The element that is common to all these taxpayers is that, on the basis of international tax cooperation agreements, information or data on these activities can be exchanged between the two countries (i.e. the tax residence of the taxpayer and the country where the asset is located or from where they obtain the income).
Among the most important international agreement in this field is the Multilateral Convention on Mutual Administrative Assistance in Tax Matters (also known by the acronym MAAT). This agreement was signed in Strasbourg in 1988 and Italy acceded to that agreement with law no. 19 of 10 February 2005 which took effect on 1 May 2006. In 2010, the Convention underwent a make-over resulting in the taking effect of the Protocol of June 1 2011.
The people who are affected by the Convention are taxpayers who, based on their residence together with the location of their property, are resident in countries that have ratified the Convention and that hold assets or receive income in another country that has also joined the Convention. Here the status of the countries that have adhered to the convention.
From scrolling through this information, the date of entry into force for each country as well as the data that can be exchanged can be identified. Article 27, paragraph 6 of the Convention provides that the Convention takes effect for that country on January 1 of the year following its ratification of the Convention.

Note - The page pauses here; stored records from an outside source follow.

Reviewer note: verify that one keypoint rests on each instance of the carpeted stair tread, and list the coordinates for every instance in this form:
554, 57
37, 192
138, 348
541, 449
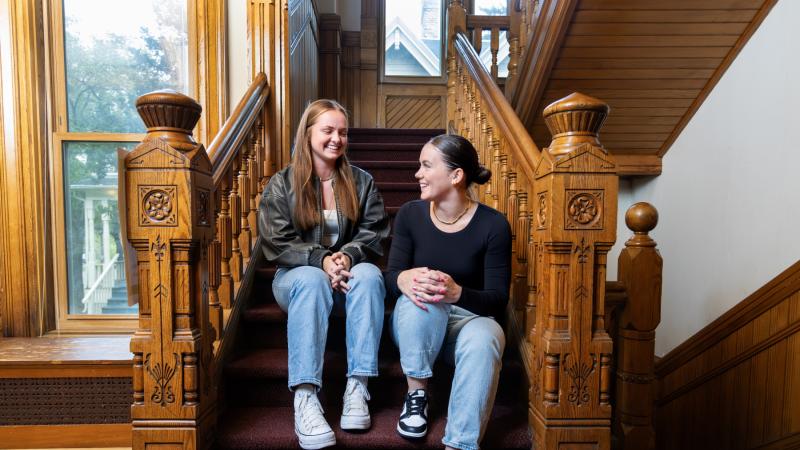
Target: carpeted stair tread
273, 428
262, 314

However, paragraph 7 of the same article provides that in the presence of tax evasion under the law of the country requesting administrative assistance, the information and assistance required from the country where the offence has occurred can also extend to tax periods preceding the entry into force of the Convention.
This broad provision may be limited under article 30 paragraph 1 letter f) of MAAT under which a subscribing country may seek to limit the period for which it undertakes to provide the information relevant to the crime by the requesting country to the three tax periods preceding the entry into force of the Convention.
Italy has not exercised this option while other countries such as Luxembourg or Switzerland have done so (here is the list of limitations ). Italy has therefore indicated its willingness to provide tax information without putting any time limits on the time period of the requests. So while Italy will provide the information requested by another State without time limits, conversely Italy will need to check if the country from which it requests tax information has opted for a time limitation referred to above.
Essentially a taxpayer will have to check on the links (which are constantly updated) if the relevant country has opted for a time limit as provided for by Article 30 and the time when the country signed and implemented the MAAT.
Finally, it is worth remembering that the main areas of collaboration that a subscribing country may obtain from another subscribing country are:
(a) tax information that is already in existence and available to the relevant local tax authority for which there is automatic exchange, upon request or spontaneously;
(b) cooperation in the enforcement of tax debts accrued in the requesting country;
(c)assistance in the service of documents.